Krauss also erred in disparaging logic and philosophy – which must of necessity undergird science. The modern scientific understanding of quantum mechanics is certainly counter-intuitive but does not violate the laws of logic. It seemed a bit bizarre when Krauss stripped down to his “2+2=5″ T-shirt. The atheist not the theist appealed to Orwell’s classic example of a false dogma! Imagine the response from atheists if a theist had made such claims.
Also, some of Krauss’s arguments are not at all scientific. For example, he argues that God would not have created a universe that relegated humans to such an isolated location. Not only is this argument non-scientific but it is also a poor theological argument. The Bible elevates God not humans. Who is to say that God would have not created a very large universe to demonstrate his power and to humble humanity? The Bible actually hints at a very large universe by mentioning that the number of stars is beyond what humans could even count. An expanding universe with an uncountable number of stars, and that began to exist out of nothing is exactly the universe described in Biblical writings thousands of years before science knew these 3 facts.
I don’t want to personally attack Krauss – he is obviously an intelligent and highly successful physicist and he knows more about the subject than I ever will. (I merely have a bachelor’s degree in physics).
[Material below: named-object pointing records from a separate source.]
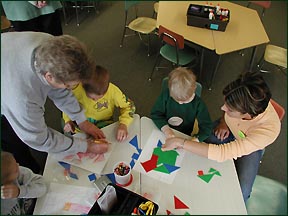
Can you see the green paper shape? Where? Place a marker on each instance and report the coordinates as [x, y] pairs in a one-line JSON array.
[[162, 169], [206, 177], [212, 170], [217, 173], [165, 157]]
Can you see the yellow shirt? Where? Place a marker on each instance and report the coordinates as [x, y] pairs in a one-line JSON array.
[[103, 109], [251, 135]]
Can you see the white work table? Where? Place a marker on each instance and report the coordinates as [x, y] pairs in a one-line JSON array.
[[220, 194]]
My point is that if an expert like Krauss can argue so poorly or even at times so inaccurately, then perhaps his commitment to philosophical naturalism is getting in the way of his reasoning. He defined evidence for God as consisting only in the detection of miracles and then appealed to Hume in arguing that miracles could never be detected in principle. So much for a “scientific,” open-minded search for truth! If you think that Craig was overstating the case when he claimed that the basis for Hume’s skepticism of miracles was “demonstrably false,” you should read atheist philosopher John Earman’s book aptly entitled Hume’s Abject Failure. Einstein was right – “the man of science is a poor philosopher.” Since philosophy is the foundation of science, starting from incorrect presuppositions can lead to invalid conclusions – even for an intelligent scientist. Bertrand Russell once proved that he was the pope starting from 2+2=5. Perhaps Krauss should admit that 2+2 is always equal to 4 and that the universe should be evaluated with a mind open to the possibility that God exists. After all, he admitted that Deism was plausible – which is equivalent to him admitting that there is evidence for God and therefore that he lost the debate.